In years to come we’ll remember today, Saturday March 21st 2009, as one of impossible glory, of one where fifteen Irish superhumans rose above the boundaries of mortal achievement and alluded invincibility to all around them.
Much as sport tends to glorify achievements with the beauty of hindsight, it would be criminal to forget just how dramatic Ireland’s game against Wales today was. Today Ireland came dangerously – gloriously – close to throwing it all away. You could have written it, but nobody would have believed you. As Wales crossed the halfway line on 79 minutes searching for a Triple Crown that would likely be forgotten in the relative annals of time, Tony Ward said it himself. “No penalties.” “No penalties”, Ryle Nugent concurred. Immediately Paddy Wallace enters the ruck from the side, referee Wayne Barnes raises his arm towards the Welsh end of the field and Stephen Jones points his finger towards the towering poles ahead of him.
It’s Jones, he can’t possibly miss. It’s 48 yards but he can make it; it’s Stephen Jones, after all.
It flies, it flies…
Ryle Nugent dares to contemplate it before any of the rest of us can. “The Irish team gather under the posts, in case it drops short…”
In case it drops short… oh, God, it can’t possibly drop short…
…can it?
“It hasn’t got the legs!”
And there it is, it drops short; Geordan Murphy gathers the ball and touches it down in the near corner. Suddenly the referee’s whistle blows long and shrill and the tears are flowing long before you can catch your breath or remember that there’s a life outside of the television screen in front of you, or outside of that oval ball a few hundred miles away.
The world comes swirling back to life; your lungs get a moment to themselves and existence wakes from its blissful coma. The recession seems a misty memory – who needs money when you have days like today?
Your phone beeps. It’s a text from your mother: “Wow”. The mood is judged perfectly: punctuation is a superfluous detail in the bigger picture of glory. What to reply? “Amazing”. It does nothing to illustrate just how you really feel but you have nothing else to say. It simply is; it is, and after 61 years of waiting, it’s the is – the simple fact that it’s happened! It’s really happened! – that makes it so much more special.
In the native language of these warriors’ land they say ‘is maith an t-anlann an t-ocras‘. If ever proof were needed that hunger is the best sauce, today must surely suffice. 61 years of pain and anguish, of near misses and total collapses, all melting away as a single kick lands two yards short of where it needs to be.

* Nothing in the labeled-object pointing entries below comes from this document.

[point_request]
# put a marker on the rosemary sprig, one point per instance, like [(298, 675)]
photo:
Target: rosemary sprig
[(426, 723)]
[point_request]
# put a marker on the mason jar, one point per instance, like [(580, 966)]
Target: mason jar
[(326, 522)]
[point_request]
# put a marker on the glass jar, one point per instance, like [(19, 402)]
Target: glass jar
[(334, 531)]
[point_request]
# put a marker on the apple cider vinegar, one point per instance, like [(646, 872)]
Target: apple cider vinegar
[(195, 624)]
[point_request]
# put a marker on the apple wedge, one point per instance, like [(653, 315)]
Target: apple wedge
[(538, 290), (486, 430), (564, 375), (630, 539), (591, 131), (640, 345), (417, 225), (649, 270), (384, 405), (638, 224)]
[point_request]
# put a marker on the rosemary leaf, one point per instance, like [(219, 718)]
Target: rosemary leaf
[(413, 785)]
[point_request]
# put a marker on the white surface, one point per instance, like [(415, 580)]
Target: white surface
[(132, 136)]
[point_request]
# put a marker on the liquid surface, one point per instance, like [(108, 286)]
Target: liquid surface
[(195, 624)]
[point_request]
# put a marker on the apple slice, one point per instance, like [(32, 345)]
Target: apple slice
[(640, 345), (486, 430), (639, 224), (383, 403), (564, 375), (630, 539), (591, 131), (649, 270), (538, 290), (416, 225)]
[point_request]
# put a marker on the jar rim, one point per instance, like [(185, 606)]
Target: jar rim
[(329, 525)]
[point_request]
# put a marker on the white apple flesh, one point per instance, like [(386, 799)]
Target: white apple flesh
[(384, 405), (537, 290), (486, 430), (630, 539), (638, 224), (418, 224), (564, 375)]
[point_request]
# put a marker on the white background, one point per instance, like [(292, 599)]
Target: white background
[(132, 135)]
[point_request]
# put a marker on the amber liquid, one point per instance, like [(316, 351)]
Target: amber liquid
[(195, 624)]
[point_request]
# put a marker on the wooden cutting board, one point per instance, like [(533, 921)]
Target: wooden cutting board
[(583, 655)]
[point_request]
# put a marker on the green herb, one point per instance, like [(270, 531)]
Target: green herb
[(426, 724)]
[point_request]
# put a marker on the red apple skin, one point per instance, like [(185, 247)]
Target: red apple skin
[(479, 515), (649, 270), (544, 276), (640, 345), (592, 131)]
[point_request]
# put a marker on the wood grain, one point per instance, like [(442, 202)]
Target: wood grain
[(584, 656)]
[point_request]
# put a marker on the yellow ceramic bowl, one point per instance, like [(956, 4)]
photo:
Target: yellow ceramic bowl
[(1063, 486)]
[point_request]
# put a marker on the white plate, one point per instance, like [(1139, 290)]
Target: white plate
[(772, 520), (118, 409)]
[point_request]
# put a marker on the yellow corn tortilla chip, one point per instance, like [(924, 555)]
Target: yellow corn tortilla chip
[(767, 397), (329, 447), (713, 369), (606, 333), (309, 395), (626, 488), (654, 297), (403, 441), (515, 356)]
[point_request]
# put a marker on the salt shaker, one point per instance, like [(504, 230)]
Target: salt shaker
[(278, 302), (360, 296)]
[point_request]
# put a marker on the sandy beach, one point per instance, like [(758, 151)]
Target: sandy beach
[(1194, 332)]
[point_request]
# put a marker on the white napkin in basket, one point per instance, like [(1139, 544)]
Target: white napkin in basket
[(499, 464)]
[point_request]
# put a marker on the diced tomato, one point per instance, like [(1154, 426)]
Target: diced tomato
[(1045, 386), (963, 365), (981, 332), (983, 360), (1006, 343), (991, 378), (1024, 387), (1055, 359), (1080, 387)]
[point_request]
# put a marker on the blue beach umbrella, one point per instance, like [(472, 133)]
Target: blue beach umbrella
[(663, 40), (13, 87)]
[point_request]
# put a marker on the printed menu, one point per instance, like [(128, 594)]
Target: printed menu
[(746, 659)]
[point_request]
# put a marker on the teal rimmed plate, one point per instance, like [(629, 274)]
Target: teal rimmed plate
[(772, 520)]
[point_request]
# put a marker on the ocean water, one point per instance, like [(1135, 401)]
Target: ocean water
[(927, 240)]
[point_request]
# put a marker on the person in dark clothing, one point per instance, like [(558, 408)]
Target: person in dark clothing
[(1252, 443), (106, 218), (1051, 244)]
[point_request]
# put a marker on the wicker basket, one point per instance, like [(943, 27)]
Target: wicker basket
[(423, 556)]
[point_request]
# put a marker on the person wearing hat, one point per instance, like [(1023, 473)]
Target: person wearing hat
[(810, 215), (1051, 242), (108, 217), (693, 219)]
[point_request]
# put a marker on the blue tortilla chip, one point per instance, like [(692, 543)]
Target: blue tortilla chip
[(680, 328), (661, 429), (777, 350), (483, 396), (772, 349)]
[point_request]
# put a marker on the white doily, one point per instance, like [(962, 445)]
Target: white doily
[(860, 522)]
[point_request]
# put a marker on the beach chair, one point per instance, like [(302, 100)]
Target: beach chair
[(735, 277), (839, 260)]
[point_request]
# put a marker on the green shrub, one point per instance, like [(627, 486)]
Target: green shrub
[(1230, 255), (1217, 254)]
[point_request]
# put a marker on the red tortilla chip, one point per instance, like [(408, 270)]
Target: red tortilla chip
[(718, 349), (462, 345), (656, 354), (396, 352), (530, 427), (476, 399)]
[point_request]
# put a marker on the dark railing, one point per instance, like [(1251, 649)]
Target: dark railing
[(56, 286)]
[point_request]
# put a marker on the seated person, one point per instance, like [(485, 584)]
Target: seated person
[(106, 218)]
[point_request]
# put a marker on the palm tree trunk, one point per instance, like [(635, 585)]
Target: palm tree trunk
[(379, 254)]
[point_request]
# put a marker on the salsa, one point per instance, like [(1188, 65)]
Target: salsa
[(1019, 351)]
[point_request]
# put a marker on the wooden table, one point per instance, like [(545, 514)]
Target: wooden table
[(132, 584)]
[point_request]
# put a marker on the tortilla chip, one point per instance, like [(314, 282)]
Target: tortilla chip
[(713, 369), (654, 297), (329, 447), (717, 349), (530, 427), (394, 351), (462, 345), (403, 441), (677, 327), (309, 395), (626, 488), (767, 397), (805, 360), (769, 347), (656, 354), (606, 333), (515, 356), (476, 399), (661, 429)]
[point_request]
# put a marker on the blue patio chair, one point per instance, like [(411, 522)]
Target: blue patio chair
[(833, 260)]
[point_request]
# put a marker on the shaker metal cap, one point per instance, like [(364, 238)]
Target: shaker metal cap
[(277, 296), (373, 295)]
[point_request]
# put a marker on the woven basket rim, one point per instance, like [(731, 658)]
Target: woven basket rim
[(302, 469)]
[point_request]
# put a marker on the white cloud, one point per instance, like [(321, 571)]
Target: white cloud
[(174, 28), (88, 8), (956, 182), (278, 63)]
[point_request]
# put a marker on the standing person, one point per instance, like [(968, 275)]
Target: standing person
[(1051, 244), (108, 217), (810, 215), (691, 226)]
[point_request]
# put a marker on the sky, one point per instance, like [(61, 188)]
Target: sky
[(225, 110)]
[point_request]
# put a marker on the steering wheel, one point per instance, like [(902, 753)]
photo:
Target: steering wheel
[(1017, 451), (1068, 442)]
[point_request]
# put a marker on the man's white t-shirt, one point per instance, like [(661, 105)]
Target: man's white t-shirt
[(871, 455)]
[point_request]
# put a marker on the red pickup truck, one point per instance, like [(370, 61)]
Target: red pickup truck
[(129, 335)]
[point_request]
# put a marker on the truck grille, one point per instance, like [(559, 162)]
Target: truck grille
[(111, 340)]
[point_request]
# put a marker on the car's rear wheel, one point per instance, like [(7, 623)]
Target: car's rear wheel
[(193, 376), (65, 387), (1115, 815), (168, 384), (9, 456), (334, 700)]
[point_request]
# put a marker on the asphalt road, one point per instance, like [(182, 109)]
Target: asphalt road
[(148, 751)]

Sport is most certainly a watertight argument for fate: how different would Ireland’s national mood be today, how differently would the career of Brian O’Driscoll – so often so close but yet impossibly far from success – be thought of in years to come, how forever altered would be the fortunes of Irish rugby be, had Stephen Jones’ kick hit his toe that millimetre higher? Multiply this chance by even individual instance in the match that could have gone either way: every kick from touch from the boot of O’Gara; every lineout stolen by the monsterous hands of O’Connell. And who knows what rewards may be reaped from such unparalleled glory, especially when Ireland is so currently lacking in inspiration?
I’ve never bought into the notion of Irish rugby’s “golden generation”. While indeed the current crop were the first for two decades who came along at the same time (what would Simon Geoghegan give to have been born fifteen years later, and be part of the 2009 team instead of the perpetual solo tryscorer on a losing Irish team mid-1990’s?), the Golden Generation had already done more for Irish rugby than any before them. In the era before entertainment saturation a victorious Irish team had difficulty inspiring young men and women to take up the sport, yet at the turn of the millennium, the fact that Brian O’Driscoll was simultaneously good-looking and world-beating inspired just that. The David Humpreys, Shane Horgans and Girvan Dempseys of this world may not have a Grand Slam 2009 to their names, but they’ll have made it cool to pick up a rugby ball again, without fear of dismissive sneering from those clad in their Umbro FAI shirts.
Alas, such debates are for another time. For tonight, we have our glory, and however long we may have it to bask in, what’s rare is surely wonderful.
In years to come we’ll remember today, Saturday March 21st 2009, as one of impossible glory, of one where fifteen Irish superhumans rose above the boundaries of mortal achievement and alluded invincibility to all around them. Just let’s not forget how close we came to having none of it, and ensure that it makes the fragility of victory so much sweeter.
Horan, Flannery, Hayes; O’Callaghan, O’Connell; Ferris, Heaslip, Wallace; O’Leary, O’Gara; Fitzgerald, D’Arcy, O’Driscoll, Bowe; Kearney. Best, Stringer, Leamy and Wallace. Kidney. Twenty names that came so close to losing it all, but held their nerve and seized that day.
Finally, finally!, Éireann go bráth.